This collection was published in 2009 and contained 17 works by as many South African writers. There were 10 short stories, and excerpts from 5 novels, an extended essay, and a memoir. The book is part of the Whereabouts Press's traveler's literary companion series, a beautiful attempt to introduce a wide range of foreign writers and locations to English-language readers.
All the works in the South African anthology were written originally in English, except for one translation from Afrikaans, by Jan Rabie, and one that might have been translated from Xhosa, by A. C. Jordan. There was nothing translated from Zulu, Pedi, Tswana, Sotho or the other indigenous languages. Writers of European heritage included Olive Schreiner, Alan Paton, Nadine Gordimer, Ivan Vladislavic, Jan Rabie, J. M. Coetzee and H. C. Bosman. Those of black African heritage included A. C. Jordan, Es'kia Mphahlele, Lewis Nkosi, Gcina Mhlope, Modikwe Dikobe and Zachariah Rapola. A writer of multiracial heritage was Richard Rive. Those of Indian background included Ahmed Essop, Ronnie Govinder and Rustum Kozain.

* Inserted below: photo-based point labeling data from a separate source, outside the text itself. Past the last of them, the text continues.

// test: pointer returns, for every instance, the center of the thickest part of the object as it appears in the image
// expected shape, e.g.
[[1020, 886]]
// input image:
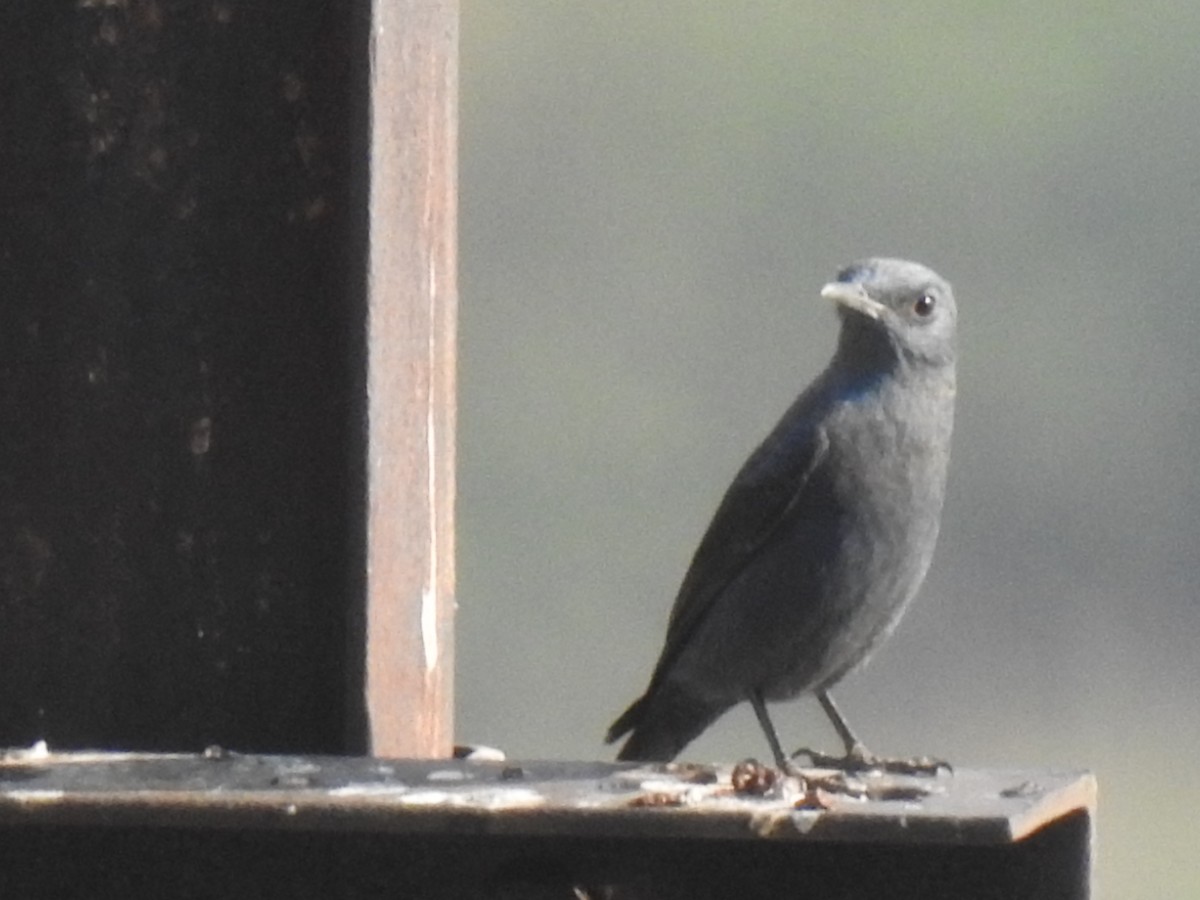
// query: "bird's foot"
[[859, 759]]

The collection was divided into writing set in three geographical regions--Gauteng (including Johannesburg and Pretoria), KwaZulu-Natal (including Durban) and the Western Cape (including Cape Town)--plus one catch-all chapter for rural areas/the farm/the game park. One work, by Schreiner, dated to the first decade of the 20th century. The rest ranged from the 1940s (Mphahlele, Bosman, Paton) to the 2000s (Vladislavic, Rapola, Kozain). The few published after the end of apartheid didn't refer to the events leading up to 1994 and after, and focused on the downbeat. Two pieces, "1899" by Schreiner and "Mrs. Plum" by Mphahlele, both classics, comprised more than one-third of the anthology.
For this reader, the most interesting stories by far were "The Hajji" by Essop, which showed the dilemma faced by a Muslim Indian who sacrificed too much to try to keep his sense of dignity. And "The Rooinek" by Bosman, in which an Afrikaner narrator told of a horrific trek across a desert and mused on the conflict of English and Boer, with a memorable blend of humor and sadness. "The Turban" by Jordan, presented in the style of an oral tale said to be based on Xhosa narrative, also impressed. Schreiner's "1899," about the sacrifices of the Boers through several generations, was grim reading but ultimately moving, and showed well people's connection to the land.
Other stories focused on the early Dutch exploring the land (Rabie), the landscape and people's relation to it (Paton), strife and cooperation between the Zulus and Indians (Govender), a riot in a township (Coetzee), a young black woman forced to marry against her will (Mhlope), and the Afrikaners' oppression of blacks in the countryside (Dikobe). The excerpt from Vladislavic's essay described how security systems in today's South Africa isolated people. Some of the stories were too short (Nkosi, on a man in prison), unfocused (Rapola, on a man and a prostitute) or had points that escaped me (Kozain, Gordimer).
Examples of positive social change and cooperation in this collection were rare; from this collection alone, one could easily get the impression that apartheid hadn't ended. Of necessity, the focus of many stories set in the past was on people separated by race/ethnic group and by historical conflict.
Some authors and works that might've filled out the anthology, in my opinion, are "Bloodsong" by Ernst Havemann, about a white boy's tale of bonding with Zulu people in connection with an ancestral dance they performed. "I Take Back My Country" by Bartho Smit, about the uneasy relationship between a gifted black artist and a wealthy white man. And "Recognition" by David Medalie, in which the widow of an Afrikaner leader attended a reconciliation banquet held by a post-apartheid leader. Or works by the many multiracial writers left out, such as Peter Abrahams, Alex La Guma, James Matthews and Zoe Wicomb. Writers translated from Afrikaans were also missing, except for Rabie. More humor might've been added by something like Lewis Nkosi's "The Prisoner," in which a black maid kidnapped and manhandled her white boss.
Recent other anthologies include Encounters: An Anthology of South African Short Stories (1998), Running toward Us: New Writing from South Africa (2000), the 900-page Omnibus of a Century of South African Stories (2007), and the 600-page Captured in Time: Five Centuries of South African Writing (2010).
Earlier collections include Modern South African Stories (1980), The Penguin Book of Southern African Stories (1985), A Land Apart: A Contemporary South African Reader (1986), The Vita Anthology of New South African Short Fiction (1988), The Penguin Book of Contemporary South African Short Stories (1993) and The Heinemann Book of South African Short Stories from 1945 to the Present (1994).